Unit tests verify that your code handles expected inputs correctly. Fuzz testing verifies that your code doesn’t explode when given unexpected inputs. The difference matters more than most developers realize.

Fuzz testing (or fuzzing) automatically generates random, mutated inputs and feeds them to your code, looking for crashes, panics, hangs, or assertion failures. It’s particularly effective at finding edge cases that humans never think to test: malformed UTF-8 sequences, integer overflows, deeply nested structures, and boundary conditions that slip through code review.

Security researchers have used fuzzing for decades to find vulnerabilities. Google’s OSS-Fuzz project has found over 10,000 bugs in critical open-source projects. The technique works because computers are better than humans at generating weird inputs, and they don’t get bored after testing a few thousand cases.

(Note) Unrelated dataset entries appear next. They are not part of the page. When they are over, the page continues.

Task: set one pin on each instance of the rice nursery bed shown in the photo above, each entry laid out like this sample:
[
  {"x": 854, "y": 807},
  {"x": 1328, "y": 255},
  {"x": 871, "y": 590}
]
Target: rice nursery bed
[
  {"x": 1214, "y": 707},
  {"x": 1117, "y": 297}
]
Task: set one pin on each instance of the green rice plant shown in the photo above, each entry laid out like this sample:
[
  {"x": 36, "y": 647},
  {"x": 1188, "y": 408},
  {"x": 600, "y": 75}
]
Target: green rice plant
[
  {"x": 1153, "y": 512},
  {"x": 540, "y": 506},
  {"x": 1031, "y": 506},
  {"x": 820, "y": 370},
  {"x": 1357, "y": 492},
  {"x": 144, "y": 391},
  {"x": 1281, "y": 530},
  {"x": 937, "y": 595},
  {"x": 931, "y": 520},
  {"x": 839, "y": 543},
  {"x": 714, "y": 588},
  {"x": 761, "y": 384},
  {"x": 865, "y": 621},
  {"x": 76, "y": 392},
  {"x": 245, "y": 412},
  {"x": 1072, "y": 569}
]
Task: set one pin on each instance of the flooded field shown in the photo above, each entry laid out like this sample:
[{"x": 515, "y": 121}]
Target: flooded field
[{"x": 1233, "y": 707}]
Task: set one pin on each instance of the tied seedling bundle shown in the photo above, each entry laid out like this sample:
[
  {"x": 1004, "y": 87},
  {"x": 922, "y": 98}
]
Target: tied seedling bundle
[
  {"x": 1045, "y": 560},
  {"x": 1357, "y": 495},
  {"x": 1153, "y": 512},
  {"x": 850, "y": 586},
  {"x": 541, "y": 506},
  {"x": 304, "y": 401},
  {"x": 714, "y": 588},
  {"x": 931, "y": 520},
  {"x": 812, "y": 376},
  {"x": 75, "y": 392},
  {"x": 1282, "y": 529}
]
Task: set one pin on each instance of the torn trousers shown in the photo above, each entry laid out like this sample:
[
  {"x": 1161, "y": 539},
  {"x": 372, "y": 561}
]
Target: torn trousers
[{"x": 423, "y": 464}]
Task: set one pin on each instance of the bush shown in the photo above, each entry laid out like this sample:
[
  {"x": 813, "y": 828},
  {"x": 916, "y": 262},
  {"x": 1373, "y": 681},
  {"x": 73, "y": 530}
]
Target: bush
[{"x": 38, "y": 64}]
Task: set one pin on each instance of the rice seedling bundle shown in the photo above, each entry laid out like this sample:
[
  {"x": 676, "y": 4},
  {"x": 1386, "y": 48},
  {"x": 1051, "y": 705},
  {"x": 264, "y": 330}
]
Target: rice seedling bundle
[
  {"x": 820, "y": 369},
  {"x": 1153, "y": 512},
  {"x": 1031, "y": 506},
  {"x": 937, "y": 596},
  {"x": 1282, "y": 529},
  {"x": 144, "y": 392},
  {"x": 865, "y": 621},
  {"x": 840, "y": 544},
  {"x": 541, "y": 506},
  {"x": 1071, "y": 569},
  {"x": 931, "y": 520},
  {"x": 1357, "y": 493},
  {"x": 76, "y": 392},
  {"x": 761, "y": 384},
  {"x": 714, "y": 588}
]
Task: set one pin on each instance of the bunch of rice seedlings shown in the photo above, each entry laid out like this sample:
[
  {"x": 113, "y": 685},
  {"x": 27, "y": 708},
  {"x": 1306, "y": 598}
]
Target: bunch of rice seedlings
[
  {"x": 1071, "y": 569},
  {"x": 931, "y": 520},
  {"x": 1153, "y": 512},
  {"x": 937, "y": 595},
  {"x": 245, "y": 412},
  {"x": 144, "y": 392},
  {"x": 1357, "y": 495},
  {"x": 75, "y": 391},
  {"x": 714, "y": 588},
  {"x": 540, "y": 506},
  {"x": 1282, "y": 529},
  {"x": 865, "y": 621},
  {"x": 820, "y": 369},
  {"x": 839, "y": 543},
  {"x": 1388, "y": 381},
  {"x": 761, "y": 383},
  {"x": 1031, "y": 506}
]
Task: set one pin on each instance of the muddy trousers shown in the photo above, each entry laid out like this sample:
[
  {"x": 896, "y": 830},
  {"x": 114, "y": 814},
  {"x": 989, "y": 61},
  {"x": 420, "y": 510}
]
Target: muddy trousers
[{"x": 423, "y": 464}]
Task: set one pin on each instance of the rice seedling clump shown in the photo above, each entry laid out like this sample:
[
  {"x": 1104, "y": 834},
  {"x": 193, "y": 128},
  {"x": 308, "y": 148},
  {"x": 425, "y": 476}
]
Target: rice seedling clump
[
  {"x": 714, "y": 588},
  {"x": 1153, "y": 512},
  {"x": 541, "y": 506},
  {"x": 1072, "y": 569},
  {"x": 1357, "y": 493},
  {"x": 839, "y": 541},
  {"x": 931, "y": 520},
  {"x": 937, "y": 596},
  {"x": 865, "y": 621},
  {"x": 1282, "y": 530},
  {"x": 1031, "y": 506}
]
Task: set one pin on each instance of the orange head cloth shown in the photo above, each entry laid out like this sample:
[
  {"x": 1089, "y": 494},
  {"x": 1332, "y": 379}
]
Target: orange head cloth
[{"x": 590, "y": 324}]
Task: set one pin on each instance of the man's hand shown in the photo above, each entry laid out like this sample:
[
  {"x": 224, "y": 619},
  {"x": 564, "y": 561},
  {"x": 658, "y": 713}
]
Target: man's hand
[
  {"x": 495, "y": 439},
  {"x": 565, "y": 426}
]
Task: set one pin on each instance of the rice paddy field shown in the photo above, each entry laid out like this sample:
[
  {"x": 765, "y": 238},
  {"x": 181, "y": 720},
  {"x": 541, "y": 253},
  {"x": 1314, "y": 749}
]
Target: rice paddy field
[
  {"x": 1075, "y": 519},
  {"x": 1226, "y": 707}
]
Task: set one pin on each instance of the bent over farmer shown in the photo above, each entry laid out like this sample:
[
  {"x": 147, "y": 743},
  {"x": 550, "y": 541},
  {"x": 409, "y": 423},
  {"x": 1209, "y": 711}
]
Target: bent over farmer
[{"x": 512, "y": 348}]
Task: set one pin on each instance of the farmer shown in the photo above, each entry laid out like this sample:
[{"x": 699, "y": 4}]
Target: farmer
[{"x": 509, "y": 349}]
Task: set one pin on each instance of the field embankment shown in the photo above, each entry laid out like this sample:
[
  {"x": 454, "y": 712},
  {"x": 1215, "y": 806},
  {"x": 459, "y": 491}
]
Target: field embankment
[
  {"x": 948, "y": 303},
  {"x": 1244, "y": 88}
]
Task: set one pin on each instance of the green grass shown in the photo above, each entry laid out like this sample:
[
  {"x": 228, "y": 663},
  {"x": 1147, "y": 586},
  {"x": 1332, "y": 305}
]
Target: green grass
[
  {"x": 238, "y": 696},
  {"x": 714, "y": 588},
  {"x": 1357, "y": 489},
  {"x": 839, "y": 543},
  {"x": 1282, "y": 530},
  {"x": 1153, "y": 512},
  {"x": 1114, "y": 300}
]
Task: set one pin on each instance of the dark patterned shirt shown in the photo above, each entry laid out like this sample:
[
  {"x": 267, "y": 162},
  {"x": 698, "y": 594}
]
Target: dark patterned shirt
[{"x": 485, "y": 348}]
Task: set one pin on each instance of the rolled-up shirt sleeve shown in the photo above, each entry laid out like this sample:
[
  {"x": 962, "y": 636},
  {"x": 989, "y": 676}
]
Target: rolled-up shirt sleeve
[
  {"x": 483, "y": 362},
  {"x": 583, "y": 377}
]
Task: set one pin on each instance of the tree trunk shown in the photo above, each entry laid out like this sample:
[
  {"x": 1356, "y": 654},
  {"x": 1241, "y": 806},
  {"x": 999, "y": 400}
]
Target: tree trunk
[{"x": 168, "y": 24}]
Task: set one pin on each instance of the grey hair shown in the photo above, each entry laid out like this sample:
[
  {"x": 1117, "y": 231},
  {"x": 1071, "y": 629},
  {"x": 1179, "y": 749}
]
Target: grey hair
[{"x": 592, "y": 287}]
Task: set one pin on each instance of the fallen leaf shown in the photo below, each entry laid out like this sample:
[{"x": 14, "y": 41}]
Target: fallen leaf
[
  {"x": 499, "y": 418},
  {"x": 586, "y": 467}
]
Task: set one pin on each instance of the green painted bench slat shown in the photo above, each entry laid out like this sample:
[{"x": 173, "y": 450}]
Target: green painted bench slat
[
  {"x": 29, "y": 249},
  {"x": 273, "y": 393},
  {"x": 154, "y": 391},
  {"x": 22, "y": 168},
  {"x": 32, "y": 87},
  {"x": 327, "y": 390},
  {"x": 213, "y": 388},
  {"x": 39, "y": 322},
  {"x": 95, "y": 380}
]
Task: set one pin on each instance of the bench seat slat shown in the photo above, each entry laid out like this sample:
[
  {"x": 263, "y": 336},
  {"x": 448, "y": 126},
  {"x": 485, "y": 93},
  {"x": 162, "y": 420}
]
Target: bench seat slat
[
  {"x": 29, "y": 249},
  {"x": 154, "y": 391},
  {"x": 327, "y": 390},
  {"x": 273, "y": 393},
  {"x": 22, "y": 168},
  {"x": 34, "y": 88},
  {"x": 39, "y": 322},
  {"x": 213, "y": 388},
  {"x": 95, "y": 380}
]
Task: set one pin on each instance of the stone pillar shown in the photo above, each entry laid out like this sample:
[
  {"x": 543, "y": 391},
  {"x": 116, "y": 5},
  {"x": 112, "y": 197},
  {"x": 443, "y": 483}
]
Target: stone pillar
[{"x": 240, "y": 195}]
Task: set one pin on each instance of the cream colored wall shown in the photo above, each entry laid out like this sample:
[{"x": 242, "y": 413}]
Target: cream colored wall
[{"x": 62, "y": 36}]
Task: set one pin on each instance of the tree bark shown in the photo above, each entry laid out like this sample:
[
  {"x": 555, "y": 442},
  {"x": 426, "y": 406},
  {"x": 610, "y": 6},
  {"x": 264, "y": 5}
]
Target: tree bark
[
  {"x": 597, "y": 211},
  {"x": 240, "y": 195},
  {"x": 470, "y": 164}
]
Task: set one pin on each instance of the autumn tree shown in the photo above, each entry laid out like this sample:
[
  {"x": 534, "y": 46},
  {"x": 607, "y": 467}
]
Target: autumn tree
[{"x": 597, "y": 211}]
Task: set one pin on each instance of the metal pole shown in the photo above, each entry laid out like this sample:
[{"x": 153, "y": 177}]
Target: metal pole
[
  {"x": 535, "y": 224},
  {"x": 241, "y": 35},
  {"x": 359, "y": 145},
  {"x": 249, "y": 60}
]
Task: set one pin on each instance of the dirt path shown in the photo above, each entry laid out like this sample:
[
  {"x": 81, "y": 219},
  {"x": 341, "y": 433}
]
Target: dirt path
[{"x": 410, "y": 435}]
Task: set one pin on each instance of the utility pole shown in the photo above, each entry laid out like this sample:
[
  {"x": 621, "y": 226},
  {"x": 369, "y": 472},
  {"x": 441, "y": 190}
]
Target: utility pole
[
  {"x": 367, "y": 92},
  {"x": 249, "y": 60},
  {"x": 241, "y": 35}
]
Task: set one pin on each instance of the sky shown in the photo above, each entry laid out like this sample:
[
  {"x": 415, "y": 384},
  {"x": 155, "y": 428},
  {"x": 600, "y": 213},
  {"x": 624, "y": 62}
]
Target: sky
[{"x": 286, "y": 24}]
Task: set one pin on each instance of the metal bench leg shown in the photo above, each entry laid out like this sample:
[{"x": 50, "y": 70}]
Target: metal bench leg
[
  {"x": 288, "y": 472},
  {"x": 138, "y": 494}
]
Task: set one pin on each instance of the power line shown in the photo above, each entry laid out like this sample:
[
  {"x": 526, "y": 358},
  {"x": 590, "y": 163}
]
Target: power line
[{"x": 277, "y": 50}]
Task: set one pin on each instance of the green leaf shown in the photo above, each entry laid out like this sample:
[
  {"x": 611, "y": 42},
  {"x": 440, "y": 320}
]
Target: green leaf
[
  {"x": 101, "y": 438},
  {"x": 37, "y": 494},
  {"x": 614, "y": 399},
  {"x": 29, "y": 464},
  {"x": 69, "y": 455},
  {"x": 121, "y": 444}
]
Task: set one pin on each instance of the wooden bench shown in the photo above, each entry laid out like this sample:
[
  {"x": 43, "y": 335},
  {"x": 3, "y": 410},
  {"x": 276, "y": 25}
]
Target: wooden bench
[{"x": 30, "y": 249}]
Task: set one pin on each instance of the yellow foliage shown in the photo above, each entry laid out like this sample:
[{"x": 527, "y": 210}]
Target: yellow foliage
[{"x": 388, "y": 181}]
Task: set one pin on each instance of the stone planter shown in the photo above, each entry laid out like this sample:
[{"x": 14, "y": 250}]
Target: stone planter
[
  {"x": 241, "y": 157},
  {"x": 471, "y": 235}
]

Go’s Native Fuzzing Support

Before Go 1.18, fuzzing Go code required third-party tools like go-fuzz or dvyukov/go-fuzz. These worked, but they required separate build steps, custom instrumentation, and didn’t integrate with the standard testing workflow.

Go 1.18 changed this by adding fuzzing directly to the testing package. Native fuzzing offers several advantages:

• Zero setup: No additional tools to install or configure
• Familiar interface: Uses the same patterns as regular tests
• Integrated coverage: The fuzzer uses Go’s built-in coverage instrumentation
• Corpus management: Automatic handling of test inputs and crash reproduction

A fuzz test looks almost identical to a regular test:

func FuzzReverse(f *testing.F) {
    // Add seed corpus
    f.Add("hello")
    f.Add("world")
    
    // Define the fuzz target
    f.Fuzz(func(t *testing.T, input string) {
        reversed := Reverse(input)
        doubleReversed := Reverse(reversed)
        
        if input != doubleReversed {
            t.Errorf("double reverse mismatch: %q != %q", input, doubleReversed)
        }
    })
}

The function name must start with Fuzz and take a *testing.F parameter. Inside, you provide seed values and define a fuzz target that receives generated inputs.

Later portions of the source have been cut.